The report recommends that U.S.
lawmakers should carefully consider whether mandating and subsidizing biofuels
is the best way to achieve these goals.
It also suggests that governments should resist increasing mandatory
consumption of ethanol, improve the transparency of information available on
biofuel subsidies, and open competition to all alternative energy solutions
that can displace carbon emissions and imported oils.

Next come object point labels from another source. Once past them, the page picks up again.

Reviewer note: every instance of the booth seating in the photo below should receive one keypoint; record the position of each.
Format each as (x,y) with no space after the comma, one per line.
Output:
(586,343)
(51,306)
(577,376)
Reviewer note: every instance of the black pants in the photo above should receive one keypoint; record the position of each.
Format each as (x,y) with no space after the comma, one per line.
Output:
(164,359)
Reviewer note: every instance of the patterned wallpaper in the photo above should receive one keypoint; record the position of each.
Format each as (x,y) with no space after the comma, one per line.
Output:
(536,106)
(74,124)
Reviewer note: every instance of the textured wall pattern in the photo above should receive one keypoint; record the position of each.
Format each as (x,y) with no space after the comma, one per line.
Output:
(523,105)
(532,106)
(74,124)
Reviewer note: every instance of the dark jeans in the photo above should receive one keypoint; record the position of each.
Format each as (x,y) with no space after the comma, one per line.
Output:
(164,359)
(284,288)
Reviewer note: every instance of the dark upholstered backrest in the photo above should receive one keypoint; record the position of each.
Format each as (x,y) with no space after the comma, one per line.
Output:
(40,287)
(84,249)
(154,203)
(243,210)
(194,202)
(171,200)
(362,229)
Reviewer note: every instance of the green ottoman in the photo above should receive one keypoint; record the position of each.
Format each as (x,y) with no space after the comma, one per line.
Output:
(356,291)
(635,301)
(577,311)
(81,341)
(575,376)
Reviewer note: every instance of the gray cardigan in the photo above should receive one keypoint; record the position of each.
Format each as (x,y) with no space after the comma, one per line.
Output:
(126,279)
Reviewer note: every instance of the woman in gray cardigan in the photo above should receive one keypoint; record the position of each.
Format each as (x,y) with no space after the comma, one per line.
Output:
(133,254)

Turfgrass a Specialty Crop? Now it is: During the second day of the farm bill
mark-up Senator Chambliss (R-GA) asked that turfgrass be adopted into the
definition of specialty crops which includes fruits, vegetables, tree nuts,
dried fruit, nursery crops, floriculture and horticulture. The amendment makes turfgrass eligible for
block grant funding. Unbeknownst to SAC
staff (until our faithful intern did some research), Turfgrass is actually the
largest U.S. "crop" covering some 16,380,000 hectares of residential, commercial
and agricultural land (three times the area covered by corn).